3 Symptoms of Polycystic Ovary Syndrome and How to Treat ItGynecologist Jeongyeon Kim

3 Symptoms of Polycystic Ovary Syndrome and How to Treat ItGynecologist Jeongyeon Kim

Dec 17, 2024Ehotyshamull Joy
1. Diagnostic criteria of polycystic ovary syndrome
How is polycystic ovary syndrome diagnosed?

Women ovulate and menstruate as their hormones change periodically according to their menstrual cycle. In order for ovulation to occur, one dominant follicle in the ovary must grow large and burst, but the condition in which the follicles are immature and young to produce the dominant follicle and the strings grow like beads is called polycystic ovaries.

 

So, when does a doctor diagnose polycystic ovary syndrome? First, we can identify the polycystic ovaries that I mentioned earlier. When the ovaries are enlarged in size and the follicles look like 12 or more beads, this is called polycystic ovaries.

 

The second is if you have an ovulation disorder. That's why I don't menstruate or I don't get my period very often. It is a symptom observed in about 60%~85% of patients with polycystic ovary syndrome. If you have less than 8 periods a year or your menstrual cycle is more than 35 days, you can indirectly confirm that you have an ovulation disorder.

 

The third is hyperandrogenemia (hyperandrogenemia), which refers to a condition in which there is a high concentration of male hormones called androgens. Male hormones are measured with blood tests at hospitals, but they can be identified by hirsutism, acne, male pattern baldness, and thickening of the voice. Hirsutism is not hair thinning, but hair growing in unnecessary areas. From the perineum to the thigh bridge. It has a hairy appearance up to the thighs or around the navel. If you have two of these three symptoms, you are diagnosed with polycystic ovary syndrome.

 

2. Effects of Polycystic Ovary Syndrome
Polycystic ovary syndrome, how does it affect health?
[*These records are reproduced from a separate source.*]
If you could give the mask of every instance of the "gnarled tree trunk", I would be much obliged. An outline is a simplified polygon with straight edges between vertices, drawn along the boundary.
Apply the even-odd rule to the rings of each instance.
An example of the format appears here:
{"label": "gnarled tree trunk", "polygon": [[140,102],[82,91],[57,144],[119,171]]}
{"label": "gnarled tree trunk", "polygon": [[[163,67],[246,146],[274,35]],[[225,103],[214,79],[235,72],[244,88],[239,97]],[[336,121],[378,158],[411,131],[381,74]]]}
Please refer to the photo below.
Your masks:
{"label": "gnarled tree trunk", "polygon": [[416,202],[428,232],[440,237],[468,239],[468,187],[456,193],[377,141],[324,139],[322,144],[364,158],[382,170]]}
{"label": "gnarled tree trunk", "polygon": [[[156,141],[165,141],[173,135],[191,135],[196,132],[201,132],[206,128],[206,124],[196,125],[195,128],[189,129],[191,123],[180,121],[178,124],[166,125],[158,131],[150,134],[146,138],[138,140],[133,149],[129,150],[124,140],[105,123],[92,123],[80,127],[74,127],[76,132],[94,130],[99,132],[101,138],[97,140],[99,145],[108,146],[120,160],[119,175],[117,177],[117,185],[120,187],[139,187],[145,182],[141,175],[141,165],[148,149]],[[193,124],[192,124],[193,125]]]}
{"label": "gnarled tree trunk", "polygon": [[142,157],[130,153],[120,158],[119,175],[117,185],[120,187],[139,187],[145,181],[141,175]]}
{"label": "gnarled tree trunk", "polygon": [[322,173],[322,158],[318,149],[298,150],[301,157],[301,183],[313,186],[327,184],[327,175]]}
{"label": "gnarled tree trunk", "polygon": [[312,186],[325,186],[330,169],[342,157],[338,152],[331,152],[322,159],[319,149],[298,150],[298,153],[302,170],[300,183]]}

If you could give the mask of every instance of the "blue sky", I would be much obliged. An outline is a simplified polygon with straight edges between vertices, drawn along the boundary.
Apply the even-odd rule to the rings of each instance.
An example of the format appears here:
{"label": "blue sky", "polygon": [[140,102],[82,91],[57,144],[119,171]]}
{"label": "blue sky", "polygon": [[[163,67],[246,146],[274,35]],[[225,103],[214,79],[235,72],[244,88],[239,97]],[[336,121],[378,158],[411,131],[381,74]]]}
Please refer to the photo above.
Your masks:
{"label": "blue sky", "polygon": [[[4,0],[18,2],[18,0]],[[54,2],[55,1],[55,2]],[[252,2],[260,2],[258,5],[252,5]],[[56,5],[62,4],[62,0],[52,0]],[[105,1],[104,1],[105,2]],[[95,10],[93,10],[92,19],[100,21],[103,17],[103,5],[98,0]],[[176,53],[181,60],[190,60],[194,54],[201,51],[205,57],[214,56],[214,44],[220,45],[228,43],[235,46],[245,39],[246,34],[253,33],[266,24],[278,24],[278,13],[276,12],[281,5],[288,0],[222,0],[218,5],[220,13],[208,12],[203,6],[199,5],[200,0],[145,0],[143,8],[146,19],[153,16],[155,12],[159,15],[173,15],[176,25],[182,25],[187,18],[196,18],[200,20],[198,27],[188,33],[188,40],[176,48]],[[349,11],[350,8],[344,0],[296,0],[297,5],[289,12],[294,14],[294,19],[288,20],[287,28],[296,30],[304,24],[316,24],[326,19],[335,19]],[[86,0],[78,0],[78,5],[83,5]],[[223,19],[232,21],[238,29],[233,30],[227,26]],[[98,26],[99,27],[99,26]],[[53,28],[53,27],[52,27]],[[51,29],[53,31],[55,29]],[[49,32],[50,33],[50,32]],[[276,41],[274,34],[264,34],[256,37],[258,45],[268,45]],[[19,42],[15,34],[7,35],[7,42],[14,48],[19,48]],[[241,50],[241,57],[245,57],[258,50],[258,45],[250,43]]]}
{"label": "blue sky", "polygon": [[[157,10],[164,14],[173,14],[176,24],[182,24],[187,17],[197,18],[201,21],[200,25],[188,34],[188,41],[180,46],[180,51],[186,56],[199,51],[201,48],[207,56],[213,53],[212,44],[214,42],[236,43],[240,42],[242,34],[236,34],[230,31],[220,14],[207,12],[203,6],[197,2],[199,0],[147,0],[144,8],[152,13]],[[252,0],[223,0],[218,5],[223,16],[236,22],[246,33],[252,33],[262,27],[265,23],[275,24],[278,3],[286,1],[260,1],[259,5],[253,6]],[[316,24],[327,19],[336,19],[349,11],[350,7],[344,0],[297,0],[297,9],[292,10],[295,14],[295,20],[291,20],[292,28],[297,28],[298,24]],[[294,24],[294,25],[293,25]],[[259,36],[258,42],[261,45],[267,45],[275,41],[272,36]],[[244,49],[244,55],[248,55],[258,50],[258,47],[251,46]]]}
If you have polycystic ovary syndrome, your risk of metabolic syndrome increases. Typical symptoms of metabolic syndrome include insulin resistance, dyslipidemia, and obesity. When insulin doesn't work, the risk of developing diabetes increases and the risk of cardiovascular disease.


In addition, patients with polycystic ovary syndrome have a three-fold increase in the incidence of endometrial cancerIf you are a woman with polycystic ovary syndrome, you should have your uterine lining checked by ultrasound at least once a year. You can also use Mirena to protect your endometrium.

 

In addition, because ovulation becomes irregular, the overall pregnancy rate decreases. If you have irregular periods and are trying to have a baby, trying to conceive by inducing ovulation from the beginning of your period is a way to increase your chances of getting pregnant.

 

3. Treatments for polycystic ovary syndrome
Polycystic ovary syndrome, how is it treated?

The first is that regular living, regular exercise, and diet are essential. Losing weight is often enough to bring the menstrual cycle back to normal.


The second is to use drugs to induce ovulation. Inducing ovulation is an active way to try to conceive. You will take medications such as clomiphene and femira. In addition, meformin, which is known as a diabetes drug, is also used because it improves insulin resistance and has a weight loss effect. Medications called inositol can also help improve insulin resistance and regulate the menstrual cycle.


The third is oral contraceptives. Oral contraceptives are the most commonly used method for women with polycystic ovary syndrome because they can eliminate irregular bleeding, menstrual irregularities, and amenorrhea, as well as control menstrual cramps and help treat acne and hirsutism.


In particular, YAZ, a fourth-generation contraceptive pill, works to reduce androgens, so if you have acne and need to take oral contraceptives, you should choose Yaz. However, it is not recommended to take birth control pills to treat acne.